1 English Department, Science and Research Branch, Islamic Azad University, Tehran, Iran

2 English Department, West Tehran Branch, Islamic Azad University, Tehran, Iran


Background and Objectives: Technology has been hugely integrated into foreign language classrooms and teachers are expected to take a proper position toward using it. Aside from extrinsic factors such as time, equipment, and training, there are also intrinsic factors residing within the teachers like beliefs, teaching experience, and willingness to use technology that can predict their perceptions toward integrating technology in the class. The latter seems to be the reason why teachers do not pay due attention to effectively integrating technology into their practice which is still insufficiently explored.
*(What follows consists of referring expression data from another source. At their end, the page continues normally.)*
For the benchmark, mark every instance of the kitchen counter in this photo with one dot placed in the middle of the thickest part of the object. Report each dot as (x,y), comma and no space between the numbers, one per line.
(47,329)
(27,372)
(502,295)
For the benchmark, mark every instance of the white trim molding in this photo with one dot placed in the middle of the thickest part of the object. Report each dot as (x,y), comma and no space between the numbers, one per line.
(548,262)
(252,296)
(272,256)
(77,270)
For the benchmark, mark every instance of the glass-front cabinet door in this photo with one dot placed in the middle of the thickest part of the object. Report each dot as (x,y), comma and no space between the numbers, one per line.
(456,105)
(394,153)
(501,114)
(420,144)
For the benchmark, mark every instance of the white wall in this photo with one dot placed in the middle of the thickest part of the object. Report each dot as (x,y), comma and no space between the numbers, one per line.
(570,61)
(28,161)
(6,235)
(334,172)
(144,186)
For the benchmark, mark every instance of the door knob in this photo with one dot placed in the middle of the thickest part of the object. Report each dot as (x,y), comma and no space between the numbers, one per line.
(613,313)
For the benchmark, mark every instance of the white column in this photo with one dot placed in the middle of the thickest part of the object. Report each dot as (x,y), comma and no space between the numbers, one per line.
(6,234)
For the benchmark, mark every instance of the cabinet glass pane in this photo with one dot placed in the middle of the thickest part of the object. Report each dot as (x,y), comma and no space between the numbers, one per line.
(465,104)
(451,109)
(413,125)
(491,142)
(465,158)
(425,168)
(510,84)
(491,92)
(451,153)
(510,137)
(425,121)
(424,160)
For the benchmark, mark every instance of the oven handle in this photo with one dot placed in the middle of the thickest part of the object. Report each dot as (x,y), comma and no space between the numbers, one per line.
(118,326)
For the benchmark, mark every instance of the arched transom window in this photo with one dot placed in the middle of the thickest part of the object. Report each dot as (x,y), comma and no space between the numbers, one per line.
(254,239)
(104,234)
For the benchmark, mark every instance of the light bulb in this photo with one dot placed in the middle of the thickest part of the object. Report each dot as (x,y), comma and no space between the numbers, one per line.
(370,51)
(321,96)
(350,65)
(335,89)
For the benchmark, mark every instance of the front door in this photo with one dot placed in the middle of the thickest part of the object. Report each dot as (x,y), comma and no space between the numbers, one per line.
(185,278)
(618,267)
This study aims to investigate the relationship between teachers’ professional identity and their perceptions toward Information and Communication Technologies (ICTs) among Iranian EFL teachers and the practices, challenges, and solutions they consider.
Materials and Methods: In this mixed-methods research, out of all Iranian EFL teachers working in universities, language institutes, and schools, 174 were selected using convenience sampling. In the quantitative phase, the participants completed two questionnaires, i.e.,  Teachers’ Professional Identity and Perceptions toward using ICTs. In the qualitative phase, 39 teachers with high levels of perceptions toward using ICTs who were selected to adopt purposeful sampling answered a structured interview. A standard multiple linear regression and frequency analysis were conducted to analyze the data in the quantitative and qualitative phases, respectively.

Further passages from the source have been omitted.